Jakarta, (KARONESIA.COM) – Jaksa Agung Muda Tindak Pidana Umum (JAM-Pidum), Prof. Dr. Asep Nana Mulyana, memimpin ekspose virtual pada Kamis, 28 November 2024, untuk menyetujui empat permohonan penghentian penuntutan melalui mekanisme Restorative Justice (RJ). Salah satu perkara yang diselesaikan adalah kasus kekerasan dalam rumah tangga (KDRT) yang melibatkan Yunus alias Afung, warga Sanggau, Kalimantan Barat.
Kasus ini bermula pada 14 September 2024, ketika Yunus kembali ke rumahnya untuk mengantarkan mainan anak-anaknya. Kemudian, terjadilah perdebatan keluarga yang berujung pada tindakan kekerasan fisik terhadap istrinya, Ira. Pada 18 September 2024, Yunus menampar dan meninju Ira hingga mengalami luka-luka, termasuk robeknya bibir dan memar di tubuh korban. Kejadian ini dilaporkan ke Polsek Batang Tarang, yang kemudian mengamankan Yunus.
Setelah kasus ini diproses, Kejaksaan Negeri Sanggau menginisiasi penyelesaian perkara dengan Restorative Justice.

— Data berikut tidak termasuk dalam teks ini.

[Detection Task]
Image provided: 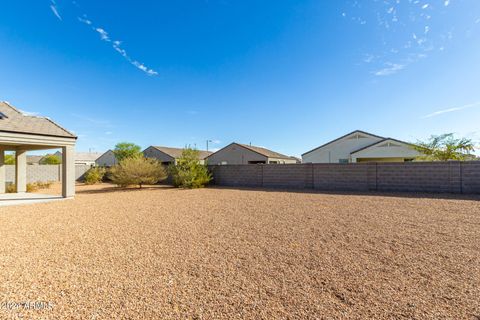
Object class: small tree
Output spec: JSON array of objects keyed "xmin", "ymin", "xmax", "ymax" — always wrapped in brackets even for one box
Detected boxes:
[
  {"xmin": 40, "ymin": 154, "xmax": 62, "ymax": 164},
  {"xmin": 414, "ymin": 133, "xmax": 475, "ymax": 161},
  {"xmin": 113, "ymin": 142, "xmax": 142, "ymax": 162},
  {"xmin": 85, "ymin": 167, "xmax": 106, "ymax": 184},
  {"xmin": 110, "ymin": 156, "xmax": 167, "ymax": 188},
  {"xmin": 169, "ymin": 148, "xmax": 212, "ymax": 188}
]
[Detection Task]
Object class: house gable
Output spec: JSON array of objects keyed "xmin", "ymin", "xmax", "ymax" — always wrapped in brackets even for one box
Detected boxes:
[
  {"xmin": 351, "ymin": 138, "xmax": 421, "ymax": 161},
  {"xmin": 143, "ymin": 146, "xmax": 175, "ymax": 162},
  {"xmin": 302, "ymin": 130, "xmax": 384, "ymax": 163},
  {"xmin": 207, "ymin": 142, "xmax": 268, "ymax": 165}
]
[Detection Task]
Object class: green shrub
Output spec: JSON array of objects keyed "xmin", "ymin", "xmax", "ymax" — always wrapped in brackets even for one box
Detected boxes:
[
  {"xmin": 85, "ymin": 167, "xmax": 106, "ymax": 184},
  {"xmin": 40, "ymin": 154, "xmax": 62, "ymax": 164},
  {"xmin": 169, "ymin": 148, "xmax": 212, "ymax": 189},
  {"xmin": 109, "ymin": 157, "xmax": 167, "ymax": 188},
  {"xmin": 113, "ymin": 142, "xmax": 143, "ymax": 162}
]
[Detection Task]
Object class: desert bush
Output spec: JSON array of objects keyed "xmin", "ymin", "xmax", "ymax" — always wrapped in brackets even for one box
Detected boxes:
[
  {"xmin": 113, "ymin": 142, "xmax": 143, "ymax": 162},
  {"xmin": 84, "ymin": 167, "xmax": 106, "ymax": 184},
  {"xmin": 169, "ymin": 148, "xmax": 212, "ymax": 188},
  {"xmin": 109, "ymin": 157, "xmax": 167, "ymax": 188},
  {"xmin": 40, "ymin": 154, "xmax": 62, "ymax": 164}
]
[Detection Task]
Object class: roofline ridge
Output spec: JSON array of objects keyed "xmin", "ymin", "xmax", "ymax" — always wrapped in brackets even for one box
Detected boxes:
[{"xmin": 0, "ymin": 101, "xmax": 78, "ymax": 139}]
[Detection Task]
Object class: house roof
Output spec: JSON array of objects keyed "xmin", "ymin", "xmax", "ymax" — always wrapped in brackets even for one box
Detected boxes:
[
  {"xmin": 302, "ymin": 130, "xmax": 385, "ymax": 156},
  {"xmin": 350, "ymin": 138, "xmax": 414, "ymax": 154},
  {"xmin": 152, "ymin": 146, "xmax": 213, "ymax": 160},
  {"xmin": 0, "ymin": 101, "xmax": 77, "ymax": 139},
  {"xmin": 75, "ymin": 152, "xmax": 103, "ymax": 161},
  {"xmin": 234, "ymin": 142, "xmax": 291, "ymax": 159},
  {"xmin": 209, "ymin": 142, "xmax": 292, "ymax": 160}
]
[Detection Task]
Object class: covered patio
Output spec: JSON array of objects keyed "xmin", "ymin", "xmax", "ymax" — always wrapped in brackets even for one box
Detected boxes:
[{"xmin": 0, "ymin": 102, "xmax": 77, "ymax": 202}]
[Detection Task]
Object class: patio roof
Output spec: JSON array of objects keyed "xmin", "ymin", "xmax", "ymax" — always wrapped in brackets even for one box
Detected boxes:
[{"xmin": 0, "ymin": 101, "xmax": 76, "ymax": 139}]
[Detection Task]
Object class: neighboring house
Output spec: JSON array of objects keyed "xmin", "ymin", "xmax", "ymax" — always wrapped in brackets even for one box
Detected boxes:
[
  {"xmin": 302, "ymin": 130, "xmax": 421, "ymax": 163},
  {"xmin": 207, "ymin": 142, "xmax": 297, "ymax": 165},
  {"xmin": 143, "ymin": 146, "xmax": 212, "ymax": 165},
  {"xmin": 290, "ymin": 156, "xmax": 302, "ymax": 163},
  {"xmin": 27, "ymin": 155, "xmax": 44, "ymax": 165},
  {"xmin": 95, "ymin": 150, "xmax": 118, "ymax": 167},
  {"xmin": 54, "ymin": 151, "xmax": 102, "ymax": 166}
]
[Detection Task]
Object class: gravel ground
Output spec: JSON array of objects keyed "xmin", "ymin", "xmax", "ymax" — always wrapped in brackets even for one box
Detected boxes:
[{"xmin": 0, "ymin": 185, "xmax": 480, "ymax": 319}]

Yunus mengakui perbuatannya, menyesali tindakannya, dan meminta maaf kepada korban. Ira menerima permintaan maaf tersebut dan menyetujui penghentian proses hukum. Berdasarkan kesepakatan tersebut, Jaksa Agung memutuskan untuk menghentikan penuntutan terhadap Yunus melalui mekanisme RJ.
Selain kasus Yunus, tiga perkara lainnya juga diselesaikan dengan cara yang sama, yakni penyelesaian perkara pencurian dan penganiayaan yang melibatkan tersangka Ripki Septiana, Retendra Johnbetri, dan Aulia Adi Putra. Alasan penghentian penuntutan didasarkan pada sejumlah pertimbangan, seperti proses perdamaian yang dilakukan secara sukarela, belum adanya hukuman sebelumnya, serta komitmen tersangka untuk tidak mengulangi perbuatannya.
Keputusan ini merupakan implementasi dari Peraturan Kejaksaan Republik Indonesia Nomor 15 Tahun 2020 tentang Restorative Justice, yang bertujuan untuk memberikan solusi hukum yang lebih manusiawi dan mengedepankan penyelesaian masalah secara damai, tanpa harus melalui jalur peradilan formal. Keadilan restoratif menjadi alternatif penting dalam sistem peradilan pidana di Indonesia, terutama untuk perkara-perkara yang tidak melibatkan ancaman pidana berat.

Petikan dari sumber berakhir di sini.